US healthcare navigation company

Castlight Health is a Sandy, UT-based healthcare navigation company. It offers comparison tools showing price and quality metrics for tests and procedures offered by healthcare providers.

The Castlight platform is licensed through a business-to-business model. Employees of companies with subscriptions get access to the Castlight platform. Health plan partners, such as Anthem Blue Cross Blue Shield, provides commercial members with access to Castlight's tools as well. In 2012 the company secured $100 million in investment funds. In 2014 the company had its initial public offering, valued at $2 billion. The company claimed to have grown to work with "over 260 customers covering 10 million lives" on the platform.

== History ==

=== Acquisition by Vera Whole Health, Inc ===
On the January 5, 2022 it was announced that Castlight would be acquired by Vera Whole Health for US$370 million.

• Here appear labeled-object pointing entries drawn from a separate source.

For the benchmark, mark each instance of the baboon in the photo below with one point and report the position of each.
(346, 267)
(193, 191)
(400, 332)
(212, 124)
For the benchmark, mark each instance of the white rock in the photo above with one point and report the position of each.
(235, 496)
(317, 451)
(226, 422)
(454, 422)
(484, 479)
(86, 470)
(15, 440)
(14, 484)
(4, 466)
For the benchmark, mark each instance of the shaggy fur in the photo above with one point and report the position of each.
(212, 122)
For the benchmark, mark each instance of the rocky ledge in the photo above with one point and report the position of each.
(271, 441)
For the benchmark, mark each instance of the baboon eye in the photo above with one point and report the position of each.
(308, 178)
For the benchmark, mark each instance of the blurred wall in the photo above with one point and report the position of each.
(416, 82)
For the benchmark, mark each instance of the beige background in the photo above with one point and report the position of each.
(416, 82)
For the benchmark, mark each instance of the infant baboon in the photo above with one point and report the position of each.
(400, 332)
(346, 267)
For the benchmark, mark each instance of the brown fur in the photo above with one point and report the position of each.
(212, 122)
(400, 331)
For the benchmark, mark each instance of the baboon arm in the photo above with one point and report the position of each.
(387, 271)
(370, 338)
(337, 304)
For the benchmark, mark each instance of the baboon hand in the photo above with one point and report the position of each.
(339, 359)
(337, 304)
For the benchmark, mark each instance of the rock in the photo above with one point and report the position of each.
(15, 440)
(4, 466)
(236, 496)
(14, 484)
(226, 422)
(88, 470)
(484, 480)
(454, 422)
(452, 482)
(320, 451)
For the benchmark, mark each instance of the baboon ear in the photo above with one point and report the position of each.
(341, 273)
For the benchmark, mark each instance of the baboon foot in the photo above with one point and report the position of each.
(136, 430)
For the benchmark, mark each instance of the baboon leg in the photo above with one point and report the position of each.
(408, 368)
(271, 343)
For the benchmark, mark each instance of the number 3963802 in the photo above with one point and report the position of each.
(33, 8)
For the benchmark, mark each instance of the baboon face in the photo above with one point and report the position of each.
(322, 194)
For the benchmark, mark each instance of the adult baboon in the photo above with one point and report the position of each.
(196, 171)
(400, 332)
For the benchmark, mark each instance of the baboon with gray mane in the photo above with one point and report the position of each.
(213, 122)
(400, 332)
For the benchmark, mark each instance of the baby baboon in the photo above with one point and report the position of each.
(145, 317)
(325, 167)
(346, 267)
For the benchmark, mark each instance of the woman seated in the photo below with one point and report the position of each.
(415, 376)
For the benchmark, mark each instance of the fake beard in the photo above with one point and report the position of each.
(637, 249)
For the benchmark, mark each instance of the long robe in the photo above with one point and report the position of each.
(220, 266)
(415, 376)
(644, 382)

Vera launched a tender offer of $2.05 for all outstanding Class A and B shares. The same day, Halper Sadeh LLP, an investor rights law firm, announced an investigation into whether $2.05 per share was a fair price for investors. The outcome of this is not publicly known.

=== apree health ===
After integrating their operations, Vera Whole Health and Castlight rebranded as apree health in September 2022. Donald Trigg, former CEO of Cerner Corporation, was appointed as CEO of apree. Vera and Castlight continued operating as distinct brands under this umbrella.

In late 2024, under private equity firm Clayton, Dubilier & Rice, and health insurance company Elevance Health, apree health merged with Millennium Physician Group to form Mosaic Health, with each sub-brand remaining independent and Castlight Health still operating as a product.